According to the provision under Article 270 of the Constitution of India, all taxes and duties referred to in the Union List shall be levied and collected by the Centre and shall be distributed between the Union and the state, except for specific duties and taxes, surcharge on taxes and duties and any cess levied for specific purposes under any law made by parliament.
As a result, while the Centre's overall revenue rises, the states receive no benefit from cesses. "This is the way the Centre is trying to increase the portion of the revenue which it doesn’t have to share. Whether it is right or not depends on whether it is permitted, which it is,” said Madan Sabnavis, chief economist with Bank of Baroda.
As the chart shows, in 2020-21, the share of states in central taxes actually reduced year-on-year, while the Centre’s cess and surcharges increased. To be fair, the GST compensation cess and portion of some other cesses are shared with the states, to be used for the reason they are levied under. However, most of the cesses and surcharges are not shared.
States have raised concerns For this reason, the reliance of the Centre on cesses for generating additional revenue has been raised as a cause of concern by states on multiple occasions including the pre-Budget meeting steered by finance minister Sitharaman last month.

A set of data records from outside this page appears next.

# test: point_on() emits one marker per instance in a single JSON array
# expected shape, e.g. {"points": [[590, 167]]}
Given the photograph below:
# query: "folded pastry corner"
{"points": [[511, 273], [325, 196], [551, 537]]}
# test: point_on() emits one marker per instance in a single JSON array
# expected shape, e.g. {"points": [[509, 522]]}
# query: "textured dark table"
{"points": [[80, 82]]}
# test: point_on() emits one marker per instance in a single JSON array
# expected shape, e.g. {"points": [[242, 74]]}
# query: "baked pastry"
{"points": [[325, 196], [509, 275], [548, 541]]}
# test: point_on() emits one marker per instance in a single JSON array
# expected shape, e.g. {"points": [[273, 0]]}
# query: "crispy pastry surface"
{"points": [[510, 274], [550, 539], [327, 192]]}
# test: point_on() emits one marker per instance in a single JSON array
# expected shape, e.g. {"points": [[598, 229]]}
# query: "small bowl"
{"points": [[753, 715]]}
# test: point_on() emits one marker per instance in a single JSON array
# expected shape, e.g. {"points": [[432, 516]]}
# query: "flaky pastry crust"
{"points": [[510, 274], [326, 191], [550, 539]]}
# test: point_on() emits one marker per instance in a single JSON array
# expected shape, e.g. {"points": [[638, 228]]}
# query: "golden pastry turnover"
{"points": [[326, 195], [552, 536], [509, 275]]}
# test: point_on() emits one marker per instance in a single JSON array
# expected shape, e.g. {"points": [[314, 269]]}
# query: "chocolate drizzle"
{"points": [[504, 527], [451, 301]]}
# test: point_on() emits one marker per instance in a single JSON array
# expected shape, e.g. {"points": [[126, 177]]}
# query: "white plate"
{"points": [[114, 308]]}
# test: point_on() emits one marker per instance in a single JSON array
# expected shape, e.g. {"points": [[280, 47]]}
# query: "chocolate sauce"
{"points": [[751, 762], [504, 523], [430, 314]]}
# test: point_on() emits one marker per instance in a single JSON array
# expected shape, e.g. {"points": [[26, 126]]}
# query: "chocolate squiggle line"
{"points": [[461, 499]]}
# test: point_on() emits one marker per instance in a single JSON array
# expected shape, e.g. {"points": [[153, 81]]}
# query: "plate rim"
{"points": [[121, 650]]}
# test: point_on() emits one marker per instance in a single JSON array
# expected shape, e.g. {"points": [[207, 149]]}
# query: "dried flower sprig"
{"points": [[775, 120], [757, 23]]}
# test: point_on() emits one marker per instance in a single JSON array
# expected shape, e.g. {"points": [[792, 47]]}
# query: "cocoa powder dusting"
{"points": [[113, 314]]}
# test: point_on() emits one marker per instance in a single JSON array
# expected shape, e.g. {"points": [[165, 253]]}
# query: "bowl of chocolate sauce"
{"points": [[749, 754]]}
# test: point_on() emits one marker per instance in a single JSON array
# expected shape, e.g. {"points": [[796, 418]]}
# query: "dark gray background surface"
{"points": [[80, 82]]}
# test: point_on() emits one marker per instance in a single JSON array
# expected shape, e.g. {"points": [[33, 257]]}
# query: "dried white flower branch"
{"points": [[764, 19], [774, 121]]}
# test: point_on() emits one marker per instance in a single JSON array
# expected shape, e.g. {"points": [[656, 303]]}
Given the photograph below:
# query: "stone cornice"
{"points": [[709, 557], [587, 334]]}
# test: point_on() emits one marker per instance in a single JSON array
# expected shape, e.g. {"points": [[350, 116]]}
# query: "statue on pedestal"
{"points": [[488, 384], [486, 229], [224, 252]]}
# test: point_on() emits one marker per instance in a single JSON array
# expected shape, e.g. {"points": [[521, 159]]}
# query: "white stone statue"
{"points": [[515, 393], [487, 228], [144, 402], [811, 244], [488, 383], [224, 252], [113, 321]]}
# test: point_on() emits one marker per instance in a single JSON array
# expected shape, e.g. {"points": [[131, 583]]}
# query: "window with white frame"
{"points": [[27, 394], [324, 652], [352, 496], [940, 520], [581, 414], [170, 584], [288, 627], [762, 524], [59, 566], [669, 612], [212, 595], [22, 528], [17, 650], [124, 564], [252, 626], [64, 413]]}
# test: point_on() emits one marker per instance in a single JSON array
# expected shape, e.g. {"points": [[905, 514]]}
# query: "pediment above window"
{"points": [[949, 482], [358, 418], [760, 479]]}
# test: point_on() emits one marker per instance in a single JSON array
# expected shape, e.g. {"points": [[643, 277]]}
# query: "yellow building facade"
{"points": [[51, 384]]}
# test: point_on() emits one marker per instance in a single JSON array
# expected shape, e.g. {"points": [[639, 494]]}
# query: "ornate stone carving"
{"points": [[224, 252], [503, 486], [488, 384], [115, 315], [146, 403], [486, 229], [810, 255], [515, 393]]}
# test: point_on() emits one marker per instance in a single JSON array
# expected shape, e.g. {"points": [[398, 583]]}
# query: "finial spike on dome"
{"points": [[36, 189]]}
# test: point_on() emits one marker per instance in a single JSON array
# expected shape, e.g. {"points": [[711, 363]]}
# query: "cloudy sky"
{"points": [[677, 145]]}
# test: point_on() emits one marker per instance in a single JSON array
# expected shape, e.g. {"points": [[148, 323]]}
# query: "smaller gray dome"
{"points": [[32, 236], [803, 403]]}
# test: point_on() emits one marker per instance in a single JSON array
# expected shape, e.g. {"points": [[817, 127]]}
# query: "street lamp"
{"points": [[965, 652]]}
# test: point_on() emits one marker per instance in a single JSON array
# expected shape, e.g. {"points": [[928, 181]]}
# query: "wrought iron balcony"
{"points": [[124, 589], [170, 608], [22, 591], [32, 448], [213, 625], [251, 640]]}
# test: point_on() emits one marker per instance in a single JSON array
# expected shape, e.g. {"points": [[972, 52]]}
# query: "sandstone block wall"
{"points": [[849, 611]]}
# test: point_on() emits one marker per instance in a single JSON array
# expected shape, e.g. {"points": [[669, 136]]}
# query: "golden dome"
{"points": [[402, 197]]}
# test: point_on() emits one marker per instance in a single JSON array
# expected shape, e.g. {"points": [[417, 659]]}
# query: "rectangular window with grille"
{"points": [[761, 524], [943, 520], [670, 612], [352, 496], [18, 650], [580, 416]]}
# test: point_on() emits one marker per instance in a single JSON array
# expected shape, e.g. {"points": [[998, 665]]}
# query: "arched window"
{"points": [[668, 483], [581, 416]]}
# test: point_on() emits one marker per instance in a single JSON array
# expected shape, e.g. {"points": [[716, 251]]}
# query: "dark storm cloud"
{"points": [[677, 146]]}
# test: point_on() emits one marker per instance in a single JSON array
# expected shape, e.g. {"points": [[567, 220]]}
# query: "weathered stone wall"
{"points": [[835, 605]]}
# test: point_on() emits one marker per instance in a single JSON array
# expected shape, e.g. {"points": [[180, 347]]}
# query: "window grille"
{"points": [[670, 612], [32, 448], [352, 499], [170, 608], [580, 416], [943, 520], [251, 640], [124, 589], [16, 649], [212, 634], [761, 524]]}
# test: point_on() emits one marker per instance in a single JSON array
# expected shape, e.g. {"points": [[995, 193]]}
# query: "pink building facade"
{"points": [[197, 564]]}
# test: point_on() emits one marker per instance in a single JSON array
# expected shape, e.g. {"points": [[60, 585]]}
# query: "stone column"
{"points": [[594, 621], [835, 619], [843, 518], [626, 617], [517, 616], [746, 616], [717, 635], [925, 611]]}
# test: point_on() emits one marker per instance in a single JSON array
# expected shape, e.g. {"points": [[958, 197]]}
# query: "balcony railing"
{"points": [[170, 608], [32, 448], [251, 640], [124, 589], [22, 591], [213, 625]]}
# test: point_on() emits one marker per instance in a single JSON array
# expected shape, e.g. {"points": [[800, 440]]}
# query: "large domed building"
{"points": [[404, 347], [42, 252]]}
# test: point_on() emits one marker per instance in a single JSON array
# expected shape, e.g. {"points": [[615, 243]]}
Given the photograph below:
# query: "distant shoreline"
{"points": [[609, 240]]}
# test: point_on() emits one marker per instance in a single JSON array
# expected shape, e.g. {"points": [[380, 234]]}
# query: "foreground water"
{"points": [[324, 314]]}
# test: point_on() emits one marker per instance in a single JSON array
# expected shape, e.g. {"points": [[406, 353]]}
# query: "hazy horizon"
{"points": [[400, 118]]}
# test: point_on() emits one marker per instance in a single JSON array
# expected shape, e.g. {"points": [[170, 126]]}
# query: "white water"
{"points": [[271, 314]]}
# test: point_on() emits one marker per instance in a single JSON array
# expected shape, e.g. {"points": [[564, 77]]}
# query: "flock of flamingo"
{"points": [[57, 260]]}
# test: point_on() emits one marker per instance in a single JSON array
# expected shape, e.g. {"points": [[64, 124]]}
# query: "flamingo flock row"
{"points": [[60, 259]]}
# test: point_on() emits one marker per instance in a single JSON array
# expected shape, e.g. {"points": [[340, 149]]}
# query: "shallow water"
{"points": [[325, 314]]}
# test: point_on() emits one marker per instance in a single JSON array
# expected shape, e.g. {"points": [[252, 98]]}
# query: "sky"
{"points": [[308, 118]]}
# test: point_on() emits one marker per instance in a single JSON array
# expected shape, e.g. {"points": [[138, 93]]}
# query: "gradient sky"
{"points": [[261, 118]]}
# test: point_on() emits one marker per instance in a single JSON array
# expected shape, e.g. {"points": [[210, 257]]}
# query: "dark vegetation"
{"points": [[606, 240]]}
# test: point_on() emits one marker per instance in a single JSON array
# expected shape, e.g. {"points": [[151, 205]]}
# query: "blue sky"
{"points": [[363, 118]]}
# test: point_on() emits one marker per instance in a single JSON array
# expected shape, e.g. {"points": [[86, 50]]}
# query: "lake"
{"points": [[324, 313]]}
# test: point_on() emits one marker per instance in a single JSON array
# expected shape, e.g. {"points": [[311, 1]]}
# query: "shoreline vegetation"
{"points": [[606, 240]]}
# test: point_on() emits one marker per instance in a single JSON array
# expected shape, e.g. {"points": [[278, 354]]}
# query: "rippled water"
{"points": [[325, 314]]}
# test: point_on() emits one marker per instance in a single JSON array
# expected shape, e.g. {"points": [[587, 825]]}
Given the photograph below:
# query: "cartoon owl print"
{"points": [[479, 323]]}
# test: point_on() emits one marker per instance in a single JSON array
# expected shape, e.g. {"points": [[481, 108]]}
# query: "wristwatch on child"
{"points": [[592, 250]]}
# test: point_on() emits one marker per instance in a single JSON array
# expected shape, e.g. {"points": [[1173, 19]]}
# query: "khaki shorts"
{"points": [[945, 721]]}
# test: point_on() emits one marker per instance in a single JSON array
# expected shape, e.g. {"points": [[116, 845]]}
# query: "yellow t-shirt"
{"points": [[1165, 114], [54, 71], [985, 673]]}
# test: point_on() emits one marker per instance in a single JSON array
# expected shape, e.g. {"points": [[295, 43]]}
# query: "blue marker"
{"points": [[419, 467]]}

During the meeting, states urged the central government to merge the cesses into the basic rates of tax so that the states receive their due share in devolution.
States with significant expenditure obligations depend heavily on central tax devolution as a source of revenue for carrying out these responsibilities. Prominent critics of the government including former West Bengal Finance Minister Amit Mitra have publicly accused the Centre of increasing cess and surcharges to deny the states their share.
The divisible pool includes all central taxes, excluding cesses and surcharges, which the Centre is constitutionally mandated to share with the States.
Some of the heads under which the Centre collects cess include the health and education cess, additional excise duties on petrol and diesel, road and infrastructure cess, national calamity contingent duty, cess on crude oil, cess on exports, agriculture infrastructure and development cess and GST compensation cess.
The central government transfers a part of cess proceeds to states under various reserve funds such as Prarambhik Shiksha Kosh, Clean Energy Fund, Mines Welfare Funds and Krishi Kalyan Kosh, apart from the GST compensation fund.
Clarity sought from Finance Commission
Public finance experts argue that the future finance commissions need to provide clarity on the whole issue.
“Conceptually, the money from cess and surcharges needs to be brought under a divisible pool. The concern of the states is legitimate,” said NR Bhanumurthy, vice-chancellor of Dr B R Ambedkar School of Economics University, Bengaluru. By this inclusion, states will get a bigger share of devolution from the Centre's net proceeds to meet their expenditure commitments, he said.
“It is only the finance commission which can provide such recourse and can recommend to the Centre to make cess part of the divisible pool,” Bhanumurthy said. Such a move will require an amendment to the Constitution by parliament.
Bank of Baroda’s Sabnavis agreed. “We have to go back to the finance commission to take a call on whether cess and surcharges should be part of divisible or not. There has to be clarity on that,” he said, adding that if the finance commission says that the Centre has the right to not share cess and surcharges, then it opens the door for states as well to have their revenue resources as well which they don’t have to share.
The 14th Finance Commission recommended that a constitutional amendment be brought to put the revenues collected from cesses under the divisible pool. There was no such specific point made by the 15th Finance Commission. The 16th Finance Commission is likely to be set up in 2024.